Earlier this year, New York’s Department of Financial Services effectively stymied NRA activities in that state by extracting civil penalties totaling $8.3 million from two insurance companies and threatening regulatory actions against other insurers or banks that might consider doing business with the NRA.
In response, the NRA filed a lawsuit last month claiming that unless a federal judge stops the New York regulators, the gun owners’ group could be driven out of business in the state where it was first organized in 1871.
To understand the seriousness of the legal threat, it helps to know the role that insurance plays in the modern-day success of the NRA and how Iowa insurance legend Gary Kirke helped invent the group’s signature insurance product 40 years ago.
Kirke, who sold his insurance brokerage in 1998, was one of the earliest brokers to sell insurance through trade associations, and the NRA was one of his early clients.
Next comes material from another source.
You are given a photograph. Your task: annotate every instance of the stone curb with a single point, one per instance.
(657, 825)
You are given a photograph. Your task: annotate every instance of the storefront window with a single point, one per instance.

In 1977, he drew up a plan to help the NRA boost membership by providing low-cost insurance.
The policy Kirke helped create covered the loss or theft of members’ guns, provided a death benefit for members shot or killed while hunting or traveling on NRA business, and a million dollars of liability insurance for gun-related activity — all for just one dollar a year per member.
With that policy the NRA was able to boost membership from fewer than 1 million to more than 2 million in just a few years.
The NRA called the insurance “Carry Guard,” and although the premium has risen, the low-cost insurance is still a key aspect of membership for the group’s more than 5 million members.
Until the New York regulators stepped in earlier this year, the broker for Carry Guard was Lockton Cos., with Chubb Ltd. providing the coverage.
The NRA lawsuit contends that New York’s governor has a long-standing animus toward it and that Cuomo ordered regulators to take aim at its Carry Guard policies last fall in the wake of the Las Vegas shooting that left 58 people dead and 851 others injured.
Cuomo and Maria Vullo, New York’s superintendent of financial services, have said they acted when it became clear that repeated mass shootings at locations throughout the country were undermining modern standards for corporate social responsibility.
Because of the NRA’s continued opposition to what many believe are reasonable standards for gun control, Cuomo and Vullo said, New York insurers and banks that continued to do business with the NRA were putting their reputations and their managements at legal risk.
Actions by New York regulators prompted Lockton to announce in February that it would quit doing business with the NRA; days later, a second insurance brokerage also severed ties with the NRA, according to the lawsuit.
The NRA’s legal action claims that Cuomo and Vullo want to “blacklist” the NRA and violate the group’s free-speech rights.
Without liability coverage or banking services to handle income received from members and others, the lawsuit says, the NRA won’t be able to maintain its offices, operate educational programs or hold rallies and other political events.
The lawsuit also says that Lockton agreed in May to pay a civil penalty of $7 million to the state of New York and that Chubb accepted a $1.3 million fine for its role in providing insurance to the NRA.
Unless a federal judge intervenes, the lawsuit says, the NRA’s ability to raise money and do business will be affected and the group will be forced to severely curtail its activities.